Morgens um 10, irgendwo in Deutschland: Die kleine Redaktionsmannschaft einer irgendwie mittelgroßen und auch nicht weiter wichtigen Stadt versammelt sich mittelmotiviert zu ihrer Redaktionskoferenz am Morgen. Aber was heißt schon Konferenz? Der Lokalchef ist irgendwie da und auch wieder nicht, der Rest der Truppe legt den Grundstein dafür, dass das morgige Blatt so aussieht wie an vielen anderen Tagen auch. Was sagt der Terminkalender (ganz wichtig)? Hat jemand ne Idee für eine gute Geschichte? Nein? Blödes Sommerloch aber auch. Aber halt, man kann ja dem neuen Praktikanten ein paar Sommerlochgeschichten geben. Ich weiß ja nicht, wie viele Serien und andere lustigen Sachen ich in diesem Sommer schon in den diversen Lokalteilen gesehen habe, aber den Eindruck, dass ich die alle vor 25 Jahren auch schon mal gemacht habe, den werde ich nicht los.

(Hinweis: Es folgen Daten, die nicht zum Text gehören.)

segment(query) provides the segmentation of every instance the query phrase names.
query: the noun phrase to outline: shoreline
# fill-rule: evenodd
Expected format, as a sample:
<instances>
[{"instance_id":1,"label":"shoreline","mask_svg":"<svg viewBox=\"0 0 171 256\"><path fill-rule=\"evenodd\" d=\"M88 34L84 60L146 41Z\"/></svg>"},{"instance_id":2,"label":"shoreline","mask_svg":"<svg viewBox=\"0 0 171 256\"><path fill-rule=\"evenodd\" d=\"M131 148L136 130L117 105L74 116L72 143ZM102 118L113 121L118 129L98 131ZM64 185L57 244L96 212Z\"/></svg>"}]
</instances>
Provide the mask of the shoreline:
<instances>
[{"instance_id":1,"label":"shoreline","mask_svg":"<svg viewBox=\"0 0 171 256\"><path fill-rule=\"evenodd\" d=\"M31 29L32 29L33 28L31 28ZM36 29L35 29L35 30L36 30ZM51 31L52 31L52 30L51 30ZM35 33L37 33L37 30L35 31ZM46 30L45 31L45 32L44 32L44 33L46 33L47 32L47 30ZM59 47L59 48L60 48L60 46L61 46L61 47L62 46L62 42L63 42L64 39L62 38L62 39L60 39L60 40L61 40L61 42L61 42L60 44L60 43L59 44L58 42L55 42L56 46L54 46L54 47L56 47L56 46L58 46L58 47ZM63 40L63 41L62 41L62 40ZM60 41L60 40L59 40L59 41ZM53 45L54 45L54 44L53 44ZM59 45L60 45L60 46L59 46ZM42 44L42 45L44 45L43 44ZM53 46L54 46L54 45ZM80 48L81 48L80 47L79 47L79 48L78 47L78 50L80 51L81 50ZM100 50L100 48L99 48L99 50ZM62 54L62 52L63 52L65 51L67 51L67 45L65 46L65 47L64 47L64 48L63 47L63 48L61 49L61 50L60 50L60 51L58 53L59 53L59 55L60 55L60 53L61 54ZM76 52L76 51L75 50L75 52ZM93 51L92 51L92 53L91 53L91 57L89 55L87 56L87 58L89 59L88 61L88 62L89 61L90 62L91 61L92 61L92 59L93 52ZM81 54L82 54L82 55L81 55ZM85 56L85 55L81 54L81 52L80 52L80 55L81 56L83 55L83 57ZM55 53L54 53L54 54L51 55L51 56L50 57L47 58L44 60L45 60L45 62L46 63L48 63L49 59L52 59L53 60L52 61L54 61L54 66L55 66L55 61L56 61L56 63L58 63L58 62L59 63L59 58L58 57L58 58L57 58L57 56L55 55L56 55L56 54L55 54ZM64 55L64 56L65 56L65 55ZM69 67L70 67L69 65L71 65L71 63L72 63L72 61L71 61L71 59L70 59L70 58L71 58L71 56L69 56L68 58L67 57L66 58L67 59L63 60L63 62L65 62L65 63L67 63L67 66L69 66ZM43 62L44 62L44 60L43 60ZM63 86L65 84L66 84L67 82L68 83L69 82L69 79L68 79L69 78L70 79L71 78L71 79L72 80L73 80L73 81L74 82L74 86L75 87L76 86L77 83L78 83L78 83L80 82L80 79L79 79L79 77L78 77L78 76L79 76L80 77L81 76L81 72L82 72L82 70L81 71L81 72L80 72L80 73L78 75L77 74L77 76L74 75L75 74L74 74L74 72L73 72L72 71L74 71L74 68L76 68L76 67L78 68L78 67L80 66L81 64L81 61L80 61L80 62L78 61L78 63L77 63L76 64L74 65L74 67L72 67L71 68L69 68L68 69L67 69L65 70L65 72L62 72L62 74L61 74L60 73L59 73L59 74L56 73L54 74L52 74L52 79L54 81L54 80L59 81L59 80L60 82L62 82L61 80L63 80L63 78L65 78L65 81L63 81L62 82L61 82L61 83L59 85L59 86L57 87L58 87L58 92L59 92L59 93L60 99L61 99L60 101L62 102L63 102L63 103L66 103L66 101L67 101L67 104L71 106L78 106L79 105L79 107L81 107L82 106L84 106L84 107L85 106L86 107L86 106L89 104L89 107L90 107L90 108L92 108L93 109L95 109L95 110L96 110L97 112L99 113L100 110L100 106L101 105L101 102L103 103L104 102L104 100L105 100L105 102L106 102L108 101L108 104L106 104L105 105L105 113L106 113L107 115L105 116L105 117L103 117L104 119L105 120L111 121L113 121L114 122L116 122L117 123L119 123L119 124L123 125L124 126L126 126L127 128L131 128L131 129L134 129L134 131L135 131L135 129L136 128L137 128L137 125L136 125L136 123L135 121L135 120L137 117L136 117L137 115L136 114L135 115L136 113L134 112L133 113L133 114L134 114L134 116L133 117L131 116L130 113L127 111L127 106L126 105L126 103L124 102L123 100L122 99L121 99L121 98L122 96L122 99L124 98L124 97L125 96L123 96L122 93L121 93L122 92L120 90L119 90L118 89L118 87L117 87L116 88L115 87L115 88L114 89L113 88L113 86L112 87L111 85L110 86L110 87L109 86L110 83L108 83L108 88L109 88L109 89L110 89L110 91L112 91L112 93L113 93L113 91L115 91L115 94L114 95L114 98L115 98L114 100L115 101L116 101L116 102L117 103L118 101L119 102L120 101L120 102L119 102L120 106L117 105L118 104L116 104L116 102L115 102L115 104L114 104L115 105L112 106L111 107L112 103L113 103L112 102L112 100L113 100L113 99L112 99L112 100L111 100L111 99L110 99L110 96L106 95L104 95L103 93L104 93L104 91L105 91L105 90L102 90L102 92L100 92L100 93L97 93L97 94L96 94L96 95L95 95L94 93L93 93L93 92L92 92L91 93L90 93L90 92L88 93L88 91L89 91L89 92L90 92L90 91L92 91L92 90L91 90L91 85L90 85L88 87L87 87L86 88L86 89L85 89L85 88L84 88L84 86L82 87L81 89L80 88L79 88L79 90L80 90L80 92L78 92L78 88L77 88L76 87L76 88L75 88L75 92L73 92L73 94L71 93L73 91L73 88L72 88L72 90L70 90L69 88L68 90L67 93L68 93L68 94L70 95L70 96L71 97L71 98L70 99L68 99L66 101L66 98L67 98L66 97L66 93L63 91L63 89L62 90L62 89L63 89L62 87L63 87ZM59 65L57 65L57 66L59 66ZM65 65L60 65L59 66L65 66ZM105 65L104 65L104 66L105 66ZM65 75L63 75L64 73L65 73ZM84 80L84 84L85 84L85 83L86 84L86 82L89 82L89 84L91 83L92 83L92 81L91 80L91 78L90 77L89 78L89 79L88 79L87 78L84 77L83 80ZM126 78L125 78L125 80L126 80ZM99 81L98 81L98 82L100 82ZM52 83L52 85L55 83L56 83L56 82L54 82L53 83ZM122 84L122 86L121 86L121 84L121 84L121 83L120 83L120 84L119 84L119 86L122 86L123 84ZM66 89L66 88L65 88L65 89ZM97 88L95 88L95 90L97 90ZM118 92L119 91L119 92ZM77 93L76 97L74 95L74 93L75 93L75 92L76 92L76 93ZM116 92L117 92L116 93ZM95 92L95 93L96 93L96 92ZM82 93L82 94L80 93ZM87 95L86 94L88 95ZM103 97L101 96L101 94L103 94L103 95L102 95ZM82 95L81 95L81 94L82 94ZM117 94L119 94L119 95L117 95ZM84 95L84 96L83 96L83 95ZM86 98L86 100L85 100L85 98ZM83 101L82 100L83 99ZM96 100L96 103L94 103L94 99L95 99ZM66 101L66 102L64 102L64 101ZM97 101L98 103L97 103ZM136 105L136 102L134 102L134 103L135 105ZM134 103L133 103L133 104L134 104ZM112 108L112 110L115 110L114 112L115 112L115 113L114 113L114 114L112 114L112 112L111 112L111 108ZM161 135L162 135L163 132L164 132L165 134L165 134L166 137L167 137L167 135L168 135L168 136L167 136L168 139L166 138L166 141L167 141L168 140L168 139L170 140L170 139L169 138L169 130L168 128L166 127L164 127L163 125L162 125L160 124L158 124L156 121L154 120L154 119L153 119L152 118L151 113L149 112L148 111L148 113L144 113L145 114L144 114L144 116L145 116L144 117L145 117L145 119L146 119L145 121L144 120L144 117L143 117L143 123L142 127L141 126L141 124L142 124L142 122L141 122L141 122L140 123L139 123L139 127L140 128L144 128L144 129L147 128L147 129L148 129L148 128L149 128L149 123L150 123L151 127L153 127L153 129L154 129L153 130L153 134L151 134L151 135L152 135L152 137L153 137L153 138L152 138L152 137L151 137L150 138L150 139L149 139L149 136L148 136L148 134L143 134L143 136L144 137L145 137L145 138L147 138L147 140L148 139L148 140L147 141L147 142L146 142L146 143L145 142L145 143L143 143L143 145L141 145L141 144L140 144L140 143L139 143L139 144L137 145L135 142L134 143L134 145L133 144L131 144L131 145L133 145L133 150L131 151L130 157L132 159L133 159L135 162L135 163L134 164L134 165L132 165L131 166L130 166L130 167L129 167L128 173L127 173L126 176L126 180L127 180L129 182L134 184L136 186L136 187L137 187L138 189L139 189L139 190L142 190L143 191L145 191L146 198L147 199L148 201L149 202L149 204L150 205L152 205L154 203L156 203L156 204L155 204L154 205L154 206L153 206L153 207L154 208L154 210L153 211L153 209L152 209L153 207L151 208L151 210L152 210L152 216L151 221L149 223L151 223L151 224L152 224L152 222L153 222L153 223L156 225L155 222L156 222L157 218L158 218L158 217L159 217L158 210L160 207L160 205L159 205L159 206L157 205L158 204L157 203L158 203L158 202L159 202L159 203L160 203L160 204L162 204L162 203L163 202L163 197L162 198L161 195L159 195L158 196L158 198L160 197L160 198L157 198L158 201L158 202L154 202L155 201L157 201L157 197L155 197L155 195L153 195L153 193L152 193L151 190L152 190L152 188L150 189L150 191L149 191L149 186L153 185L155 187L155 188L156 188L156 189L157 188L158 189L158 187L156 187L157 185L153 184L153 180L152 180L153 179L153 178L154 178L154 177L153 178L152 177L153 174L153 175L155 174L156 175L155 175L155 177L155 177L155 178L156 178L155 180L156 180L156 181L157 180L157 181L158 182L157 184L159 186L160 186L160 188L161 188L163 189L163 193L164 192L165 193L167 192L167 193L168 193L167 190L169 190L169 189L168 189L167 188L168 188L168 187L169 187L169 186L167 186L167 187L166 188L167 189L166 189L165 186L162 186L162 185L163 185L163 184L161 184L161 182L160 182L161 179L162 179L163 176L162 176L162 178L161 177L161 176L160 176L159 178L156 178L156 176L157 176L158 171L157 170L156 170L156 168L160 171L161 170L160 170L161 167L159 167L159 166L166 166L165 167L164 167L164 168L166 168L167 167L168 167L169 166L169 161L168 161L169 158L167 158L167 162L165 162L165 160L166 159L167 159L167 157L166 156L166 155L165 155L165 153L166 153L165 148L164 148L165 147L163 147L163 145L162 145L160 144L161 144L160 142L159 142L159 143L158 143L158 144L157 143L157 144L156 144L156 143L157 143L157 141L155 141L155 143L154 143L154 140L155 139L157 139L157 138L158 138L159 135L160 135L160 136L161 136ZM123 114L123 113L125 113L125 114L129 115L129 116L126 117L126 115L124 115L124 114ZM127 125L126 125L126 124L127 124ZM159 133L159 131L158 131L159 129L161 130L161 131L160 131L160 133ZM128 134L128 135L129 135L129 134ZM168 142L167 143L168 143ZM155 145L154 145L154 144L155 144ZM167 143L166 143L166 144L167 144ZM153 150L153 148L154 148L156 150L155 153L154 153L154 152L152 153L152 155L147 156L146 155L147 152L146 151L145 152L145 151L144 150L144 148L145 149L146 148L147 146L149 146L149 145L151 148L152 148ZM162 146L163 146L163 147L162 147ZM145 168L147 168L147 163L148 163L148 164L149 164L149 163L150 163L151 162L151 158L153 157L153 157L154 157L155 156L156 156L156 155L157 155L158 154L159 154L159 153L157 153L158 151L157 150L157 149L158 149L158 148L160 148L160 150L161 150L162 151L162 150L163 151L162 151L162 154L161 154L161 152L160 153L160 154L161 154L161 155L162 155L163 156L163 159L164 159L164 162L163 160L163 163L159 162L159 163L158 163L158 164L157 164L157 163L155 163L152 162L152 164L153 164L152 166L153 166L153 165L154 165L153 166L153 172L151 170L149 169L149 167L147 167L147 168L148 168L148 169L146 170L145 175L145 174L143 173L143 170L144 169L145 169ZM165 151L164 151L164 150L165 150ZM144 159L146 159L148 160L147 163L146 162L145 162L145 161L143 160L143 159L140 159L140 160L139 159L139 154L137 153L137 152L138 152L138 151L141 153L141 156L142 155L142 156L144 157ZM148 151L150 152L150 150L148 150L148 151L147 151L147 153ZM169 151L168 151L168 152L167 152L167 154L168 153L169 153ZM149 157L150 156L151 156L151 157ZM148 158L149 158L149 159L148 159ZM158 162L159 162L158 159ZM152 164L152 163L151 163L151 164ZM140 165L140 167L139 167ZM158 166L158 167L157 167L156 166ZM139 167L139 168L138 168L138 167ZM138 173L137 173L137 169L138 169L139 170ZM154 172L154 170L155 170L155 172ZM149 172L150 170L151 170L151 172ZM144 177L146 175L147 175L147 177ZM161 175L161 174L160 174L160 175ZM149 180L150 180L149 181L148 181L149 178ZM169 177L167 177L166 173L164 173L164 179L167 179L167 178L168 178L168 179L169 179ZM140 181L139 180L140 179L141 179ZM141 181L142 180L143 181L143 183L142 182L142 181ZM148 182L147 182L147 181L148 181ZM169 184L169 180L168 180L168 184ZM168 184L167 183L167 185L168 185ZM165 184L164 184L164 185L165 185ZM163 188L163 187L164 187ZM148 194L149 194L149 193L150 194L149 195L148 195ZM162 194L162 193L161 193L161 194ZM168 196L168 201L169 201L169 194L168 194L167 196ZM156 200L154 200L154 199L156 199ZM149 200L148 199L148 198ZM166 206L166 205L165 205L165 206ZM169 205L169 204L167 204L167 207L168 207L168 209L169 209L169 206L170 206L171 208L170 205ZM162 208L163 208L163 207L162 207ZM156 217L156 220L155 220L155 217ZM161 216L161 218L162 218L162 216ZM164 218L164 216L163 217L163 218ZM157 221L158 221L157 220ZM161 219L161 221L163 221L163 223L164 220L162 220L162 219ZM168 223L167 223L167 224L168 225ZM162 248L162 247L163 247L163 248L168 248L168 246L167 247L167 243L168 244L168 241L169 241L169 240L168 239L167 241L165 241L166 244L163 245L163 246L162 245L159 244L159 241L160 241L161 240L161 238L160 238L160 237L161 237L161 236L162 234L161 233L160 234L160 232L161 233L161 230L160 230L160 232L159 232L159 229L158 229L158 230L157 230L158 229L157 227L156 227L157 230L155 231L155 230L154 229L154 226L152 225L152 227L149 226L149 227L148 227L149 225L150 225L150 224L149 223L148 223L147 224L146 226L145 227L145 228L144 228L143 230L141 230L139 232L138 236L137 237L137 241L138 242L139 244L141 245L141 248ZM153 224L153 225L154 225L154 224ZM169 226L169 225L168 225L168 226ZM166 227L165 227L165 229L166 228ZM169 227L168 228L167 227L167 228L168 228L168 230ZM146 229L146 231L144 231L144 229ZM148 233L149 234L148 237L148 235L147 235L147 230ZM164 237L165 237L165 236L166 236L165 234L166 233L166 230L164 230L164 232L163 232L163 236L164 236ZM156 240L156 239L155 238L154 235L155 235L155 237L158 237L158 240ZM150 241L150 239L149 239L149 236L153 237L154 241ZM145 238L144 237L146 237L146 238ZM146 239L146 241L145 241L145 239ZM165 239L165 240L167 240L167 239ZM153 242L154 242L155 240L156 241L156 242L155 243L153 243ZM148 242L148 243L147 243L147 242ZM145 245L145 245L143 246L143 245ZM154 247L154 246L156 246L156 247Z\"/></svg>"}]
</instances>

Die schönsten Gärten der Stadt, die lustigsten Berufe, die besten Badeseen, wie Menschen aus der Stadt ihre Ferien zuhause verbringen.

In einer Redaktion, das nebenher eingeflochten, hatten sie die überaus originelle Idee, einen Reporter an irgendwelche Stellen der Stadt zu schicken, damit er dort 30 Minuten verbringt, um dann zu schildern, was genau in diesen 30 Minuten passiert ist. Die Redaktionen kündigte das als „spannendes Konzept“ an, das viele journalistische Freiheiten in sich berge. In den 30 Minuten ist dann beispielsweise am Zentralen Omnibusbahnhof nicht sehr viel mehr passiert, als dass Busse angekommen und wieder abgefahren sind. Spannend war das nur mäßig und die journalistischen Freiheiten sind so groß übrigens gar nicht, wenn man sich ein Thema aussucht, bei dem im Wesentlichen nichts passiert. (Eine gnadenlos gute Satire auf diesen Text finden Sie übrigens hier, ich habe beim Lesen ehrlich fast in die Hose gemacht.) Kurzum, wenn Sie die Kollegen fragen, ob Sie spannende und gute Geschichten schreiben, werden Sie vermutlich aus vollem Herzen mit ja antworten.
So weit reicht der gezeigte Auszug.